Arthur Robert Peter Baden-Powell, 2nd Baron Baden-Powell,  (known as Peter; 30 October 1913 – 9 December 1962) was the son of Lieutenant-General Robert Baden-Powell, 1st Baron Baden-Powell, the founder of Scouting, and Olave St. Clair Soames.  He served with the British South Africa Police in Southern Rhodesia, and then in the Southern Rhodesian Civil Service until the end of the Second World War, when he returned to Britain, and became a director of companies, and a Special Constable with the City of London Police.

Family life and work
He was born in England, the son of Lieutenant-General Sir Robert Baden-Powell and Olave St. Clair Soames. He attended Charterhouse School, Godalming, Surrey, England, like his father. He entered the Royal Military College, Sandhurst but did not complete the course. He served in the British South Africa Police (BSAP) in Southern Rhodesia from 1934 to 1937. He married Carine Crause Boardman (1913 – 14 May 1993), a nurse from Johannesburg, South Africa, on 3 January 1936. Marriage was forbidden by the BSAP terms of service, so he obtained employment in the Southern Rhodesia Native Affairs Department from 1937 to 1945. He had two sons and a daughter:
 Robert Crause Baden-Powell, born 15 October 1936.
 David Michael Baden-Powell, born December 1940.  
 Wendy Dorothy Baden-Powell, born 16 September 1944, unmarried, and lives in Melbourne, Australia.
After he inherited the peerage, he returned to Britain in 1945 for eighteen months and then permanently in 1949 and became a company director and a special constable with the City of London Police.
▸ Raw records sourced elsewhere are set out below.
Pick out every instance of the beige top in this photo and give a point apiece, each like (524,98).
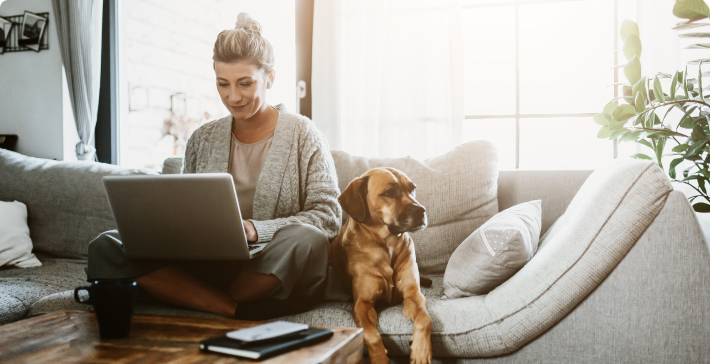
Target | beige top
(245,164)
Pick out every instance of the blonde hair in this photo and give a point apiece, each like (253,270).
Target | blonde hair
(244,43)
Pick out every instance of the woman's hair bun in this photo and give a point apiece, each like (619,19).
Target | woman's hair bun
(244,21)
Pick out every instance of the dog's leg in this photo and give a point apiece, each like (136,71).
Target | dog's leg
(415,310)
(366,292)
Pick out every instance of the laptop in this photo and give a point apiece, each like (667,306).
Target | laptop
(179,217)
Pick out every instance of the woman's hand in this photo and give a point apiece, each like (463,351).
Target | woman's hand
(250,231)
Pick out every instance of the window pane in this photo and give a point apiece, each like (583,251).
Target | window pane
(489,60)
(484,2)
(562,143)
(166,74)
(501,132)
(566,56)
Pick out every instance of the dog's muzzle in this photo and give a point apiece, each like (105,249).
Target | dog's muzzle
(412,218)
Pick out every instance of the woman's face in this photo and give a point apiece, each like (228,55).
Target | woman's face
(242,87)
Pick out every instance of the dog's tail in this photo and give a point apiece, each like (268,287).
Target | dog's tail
(425,282)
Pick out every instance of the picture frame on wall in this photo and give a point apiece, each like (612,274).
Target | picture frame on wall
(6,28)
(32,31)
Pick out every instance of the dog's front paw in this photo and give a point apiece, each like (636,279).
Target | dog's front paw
(421,353)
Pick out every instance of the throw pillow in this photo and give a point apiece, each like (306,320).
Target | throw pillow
(494,252)
(15,242)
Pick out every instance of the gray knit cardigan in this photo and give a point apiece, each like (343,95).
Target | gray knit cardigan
(298,182)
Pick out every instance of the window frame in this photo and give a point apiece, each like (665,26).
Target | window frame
(517,116)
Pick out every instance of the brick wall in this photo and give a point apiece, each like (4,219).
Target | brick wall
(165,68)
(165,71)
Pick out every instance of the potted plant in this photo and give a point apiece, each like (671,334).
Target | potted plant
(669,113)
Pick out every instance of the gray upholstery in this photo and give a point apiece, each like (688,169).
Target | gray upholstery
(66,204)
(21,288)
(653,307)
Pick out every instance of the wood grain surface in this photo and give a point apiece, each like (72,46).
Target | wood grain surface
(72,337)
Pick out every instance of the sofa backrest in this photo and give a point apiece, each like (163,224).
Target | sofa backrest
(66,203)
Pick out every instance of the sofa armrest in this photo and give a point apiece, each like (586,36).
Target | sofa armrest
(555,188)
(653,307)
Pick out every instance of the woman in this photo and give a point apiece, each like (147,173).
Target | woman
(287,192)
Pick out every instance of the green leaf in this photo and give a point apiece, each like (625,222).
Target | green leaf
(674,84)
(640,86)
(623,112)
(630,136)
(641,156)
(701,207)
(616,124)
(660,145)
(640,105)
(618,132)
(687,170)
(646,143)
(602,119)
(671,167)
(632,70)
(700,82)
(691,9)
(604,132)
(627,28)
(658,90)
(685,83)
(632,46)
(695,148)
(609,108)
(686,122)
(698,133)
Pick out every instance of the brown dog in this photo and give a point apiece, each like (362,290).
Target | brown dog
(374,256)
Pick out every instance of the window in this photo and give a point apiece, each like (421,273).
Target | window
(166,81)
(536,71)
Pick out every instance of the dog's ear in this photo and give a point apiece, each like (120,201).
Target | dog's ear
(353,199)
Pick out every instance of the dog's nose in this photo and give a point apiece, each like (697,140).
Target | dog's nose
(416,211)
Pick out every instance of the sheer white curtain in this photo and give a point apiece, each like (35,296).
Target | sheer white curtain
(387,76)
(79,32)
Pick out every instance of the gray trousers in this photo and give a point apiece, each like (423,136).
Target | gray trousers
(297,256)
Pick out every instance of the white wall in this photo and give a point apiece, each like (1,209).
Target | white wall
(33,104)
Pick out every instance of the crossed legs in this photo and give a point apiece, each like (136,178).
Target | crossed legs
(178,287)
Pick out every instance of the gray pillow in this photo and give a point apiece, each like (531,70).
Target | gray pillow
(494,252)
(66,203)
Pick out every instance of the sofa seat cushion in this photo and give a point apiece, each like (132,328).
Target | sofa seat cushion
(21,288)
(458,189)
(608,215)
(66,203)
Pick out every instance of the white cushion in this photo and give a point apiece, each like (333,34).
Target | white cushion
(494,252)
(15,242)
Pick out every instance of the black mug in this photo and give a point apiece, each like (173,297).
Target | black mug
(113,302)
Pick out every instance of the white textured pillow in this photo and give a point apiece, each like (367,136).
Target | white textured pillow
(494,252)
(15,242)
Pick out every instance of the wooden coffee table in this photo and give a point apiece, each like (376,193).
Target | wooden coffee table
(72,337)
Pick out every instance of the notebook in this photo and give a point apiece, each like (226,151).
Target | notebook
(265,348)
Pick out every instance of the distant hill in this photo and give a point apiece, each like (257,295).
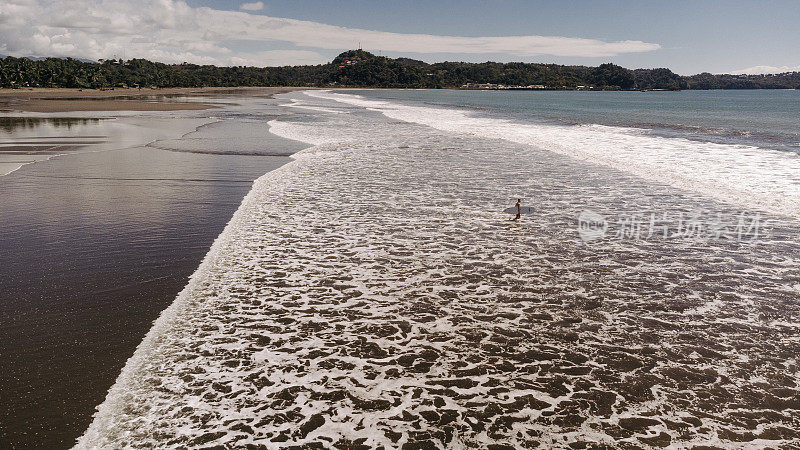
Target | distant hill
(359,68)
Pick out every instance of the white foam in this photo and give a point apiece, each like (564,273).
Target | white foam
(753,177)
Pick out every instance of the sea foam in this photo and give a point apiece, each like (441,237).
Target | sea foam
(372,293)
(742,175)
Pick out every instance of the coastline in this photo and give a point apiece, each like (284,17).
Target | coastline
(56,100)
(109,243)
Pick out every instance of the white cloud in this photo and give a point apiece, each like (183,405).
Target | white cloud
(257,6)
(172,31)
(758,70)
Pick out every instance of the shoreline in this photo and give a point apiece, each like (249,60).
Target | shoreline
(56,100)
(146,209)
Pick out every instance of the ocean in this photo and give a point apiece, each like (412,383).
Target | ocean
(374,293)
(102,220)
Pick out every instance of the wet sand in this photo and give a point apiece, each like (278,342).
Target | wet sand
(118,99)
(94,244)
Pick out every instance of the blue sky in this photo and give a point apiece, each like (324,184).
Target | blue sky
(688,37)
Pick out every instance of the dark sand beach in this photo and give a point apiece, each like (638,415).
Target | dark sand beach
(118,99)
(94,245)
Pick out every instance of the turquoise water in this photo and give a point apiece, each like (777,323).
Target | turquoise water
(769,119)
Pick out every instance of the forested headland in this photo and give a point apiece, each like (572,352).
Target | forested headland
(358,68)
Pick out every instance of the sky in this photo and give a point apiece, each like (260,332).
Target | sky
(686,36)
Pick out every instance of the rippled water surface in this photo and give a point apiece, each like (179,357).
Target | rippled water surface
(372,294)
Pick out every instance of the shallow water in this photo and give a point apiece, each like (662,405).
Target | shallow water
(94,244)
(373,293)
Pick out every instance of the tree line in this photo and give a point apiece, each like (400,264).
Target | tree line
(358,68)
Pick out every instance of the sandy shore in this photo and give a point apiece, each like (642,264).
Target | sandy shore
(118,99)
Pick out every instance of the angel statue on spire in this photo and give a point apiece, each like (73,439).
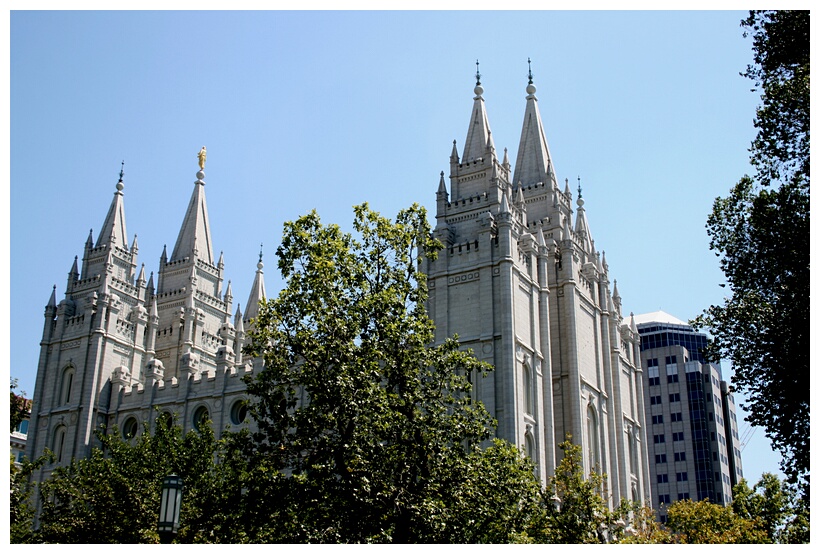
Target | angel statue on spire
(202,155)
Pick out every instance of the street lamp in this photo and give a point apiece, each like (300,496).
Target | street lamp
(170,503)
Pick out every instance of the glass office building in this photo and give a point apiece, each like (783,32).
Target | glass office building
(694,447)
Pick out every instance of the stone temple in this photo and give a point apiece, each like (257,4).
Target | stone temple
(520,281)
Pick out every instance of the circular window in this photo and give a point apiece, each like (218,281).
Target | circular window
(201,418)
(165,419)
(130,428)
(239,412)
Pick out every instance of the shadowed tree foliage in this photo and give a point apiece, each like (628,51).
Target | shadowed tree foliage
(706,523)
(113,496)
(367,433)
(782,515)
(760,232)
(574,509)
(20,406)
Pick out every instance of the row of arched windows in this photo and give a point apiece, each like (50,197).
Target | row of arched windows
(130,428)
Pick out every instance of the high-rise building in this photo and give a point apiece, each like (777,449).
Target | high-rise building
(120,349)
(520,281)
(690,412)
(528,292)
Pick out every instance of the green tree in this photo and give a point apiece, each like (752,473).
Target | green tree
(20,406)
(113,496)
(775,505)
(21,510)
(706,523)
(367,432)
(575,511)
(645,528)
(760,232)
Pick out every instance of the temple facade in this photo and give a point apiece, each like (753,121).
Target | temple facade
(120,349)
(521,283)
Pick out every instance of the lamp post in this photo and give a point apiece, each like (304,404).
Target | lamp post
(170,502)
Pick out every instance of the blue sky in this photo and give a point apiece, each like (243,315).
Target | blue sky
(324,110)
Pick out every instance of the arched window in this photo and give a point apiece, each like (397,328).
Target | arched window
(65,385)
(593,452)
(58,443)
(633,452)
(201,418)
(239,412)
(529,446)
(528,403)
(130,428)
(165,419)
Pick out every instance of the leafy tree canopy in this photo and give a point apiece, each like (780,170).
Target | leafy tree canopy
(760,232)
(367,430)
(114,495)
(706,523)
(782,515)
He died on 9 December 1962, aged 49 in St. Thomas's Hospital, London after, already suffering Leukaemia, he spent a night in his parents' 1929 caravan in wet and cold conditions at a Gilwell re-union in September 1962 and caught a cold that turned to pneumonia then pleurisy and he suffered a heart attack.

Later career
He was named Arthur after his mother's brother, Robert after his father, and Peter after the eponymous character of the play Peter Pan by James Barrie, of whom his father was a fan (likewise, he named his daughter Wendy after another character in the play).

He was:
 1948 - elected a member of the Mercers' Company.
 a Fellow of the Royal Society of Arts (R.S.A.).
 involved in Scouting.
 Guildmaster of The B–P Guild of Old Scouts, until his death.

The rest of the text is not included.